Because if at least 1 user on a server subs to a community (on another server) then that community will show up when filtering with All (All + new should show even small posts, at least sometimes).
If this is a good idea, maybe everyone running a small (read: low volume) server could do this to really get Federation going!
Cheers
Loulou / Valmond @ lemmy.mindoki.com
Hi there! Looks like you linked to a Lemmy community using a URL instead of its name, which doesn’t work well for people on different instances. Try fixing it like this: !sharingiscaring@lemmy.mindoki.com
I think community consolidation/aggregation is something that might want to be looked at. It’s possible to have a gardening community on multiple servers with different content. This will confuse people. So having a way to merge posts from two communities into a bigger community per server may be a good idea. So if you set up gardening communities on two servers you can choose to have posts show for each of them in your community. And making this a server or community setting still gives the ability to either have this or not have this if the communities are truly supposed to be separate. This would also give some kind of redundancy where the original community server can go offline but multiple different servers can still exchange messages that eventually make it back to the main community. Truly decentralized.
I have to disagree. Consolidation seems almost never to improved anything. Take Reddit, for example. I once found a sub called HikingAndCamping. Since I’m a hiker, I looked it over. The top mod only allowed discussions of hiking and camping on Mt Everest (or some equally nonsensical narrow topic). Since I actually wanted to discuss hiking and camping generally, I tried to create CampingAndHiking as a more accessible community. But that same top mod had already claimed that name as well under an alt. Reddit refused to do anything, but when they notified him that I had requested the dead sub (no posts and the alt hadn’t logged in for years), he jumped in and created a single “Go away” post. Then he sent me a private message to the effect of “I’m squatting to keep traffic flowing to my other sub. You want to talk about hiking and camping in general? Sucks to be you.”

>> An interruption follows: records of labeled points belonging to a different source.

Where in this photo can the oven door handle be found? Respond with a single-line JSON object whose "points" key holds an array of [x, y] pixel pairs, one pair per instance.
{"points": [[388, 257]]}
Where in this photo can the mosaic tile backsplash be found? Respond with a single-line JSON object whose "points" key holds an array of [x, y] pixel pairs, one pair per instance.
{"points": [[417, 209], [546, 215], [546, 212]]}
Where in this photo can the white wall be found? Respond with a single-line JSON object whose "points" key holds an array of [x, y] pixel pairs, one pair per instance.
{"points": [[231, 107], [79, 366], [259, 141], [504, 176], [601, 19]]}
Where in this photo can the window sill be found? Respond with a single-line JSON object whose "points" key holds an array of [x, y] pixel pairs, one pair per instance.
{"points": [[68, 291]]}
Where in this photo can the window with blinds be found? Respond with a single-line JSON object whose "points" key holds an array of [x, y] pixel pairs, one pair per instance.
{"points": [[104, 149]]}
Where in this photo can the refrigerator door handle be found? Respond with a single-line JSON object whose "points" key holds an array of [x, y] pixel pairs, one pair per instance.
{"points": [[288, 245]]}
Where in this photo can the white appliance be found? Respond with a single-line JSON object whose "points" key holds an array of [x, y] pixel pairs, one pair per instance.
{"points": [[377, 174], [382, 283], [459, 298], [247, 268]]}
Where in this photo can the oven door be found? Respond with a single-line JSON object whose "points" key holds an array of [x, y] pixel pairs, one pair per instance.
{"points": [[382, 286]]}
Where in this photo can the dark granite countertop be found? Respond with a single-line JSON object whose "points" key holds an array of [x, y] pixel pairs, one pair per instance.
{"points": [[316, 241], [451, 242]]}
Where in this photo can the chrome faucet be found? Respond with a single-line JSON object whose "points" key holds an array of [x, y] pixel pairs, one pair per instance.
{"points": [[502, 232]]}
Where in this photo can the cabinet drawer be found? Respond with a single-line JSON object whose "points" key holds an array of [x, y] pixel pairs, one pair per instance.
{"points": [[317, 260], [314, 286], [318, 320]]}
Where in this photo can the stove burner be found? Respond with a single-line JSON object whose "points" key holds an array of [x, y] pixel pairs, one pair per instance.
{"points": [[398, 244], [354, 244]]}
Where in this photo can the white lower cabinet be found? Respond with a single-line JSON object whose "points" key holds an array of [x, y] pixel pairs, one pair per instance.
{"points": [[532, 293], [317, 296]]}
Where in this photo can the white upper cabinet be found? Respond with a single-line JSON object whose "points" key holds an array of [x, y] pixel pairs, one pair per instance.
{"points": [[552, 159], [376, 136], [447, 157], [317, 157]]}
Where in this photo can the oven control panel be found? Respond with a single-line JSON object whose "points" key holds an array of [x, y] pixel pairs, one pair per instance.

Here, I’d just go to another instance and create the c/ that we wanted and move along. That’s part of the beauty of federation. Users can then join the one(s) that appeal to them and everyone gets to have their community.
I don’t understand the “slowly” part at all. I joined Lemmy about a month ago when Reddit third party apps went dark. Lemmy was largely a ghost town then, with most of the relatively mainstream communities I sought out having newest posts that were days or even weeks old. That desolation was gone after the first few days, with a ton more engagement from others who migrated over and a steady stream of new content. The communities I frequent have grown by leaps and bounds since then. “Slow” isn’t a word I’d use to describe Lemmy’s growth.
Tildes is staying the same. And I like it that way. Lemmy is getting busy and I also like it that way. I go to tildes or lemmy depending on my mood. Haha
I totally forgot about squabbles. I haven’t gone there for weeks now. I don’t know the reason why, I’m just being pulled to lemmy and tildes much more.
Tildes was nice if you wanted to just circle jerk each other on a topic…but if you had any disagreements, the users there would just tag your post as malicious and then the single admin would delete it…then if you got to many people who disagreed with you, he will just ban you. It’s his platform and all but fuck that authoritarian shit. I left reddit because of the level of mod abuse and admin abuse there.
Since the spike in content that came with the Reddit migration, I feel like things have slowed down. Maybe I’m wrong, I don’t have any stats to back that up.
Maybe “plateau’d” is a better phrase. There has been growth since the Reddit migration, but it has decreased since the spike. Not that that’s a bad thing
It started to slow down, or at least in my instance. People still post and people from another instance visit frequently, but the hype seems to already slow down. I don’t mind though, i don’t think any instance can take the heavy load, it will kill lemmy faster if the instance constantly facing down time.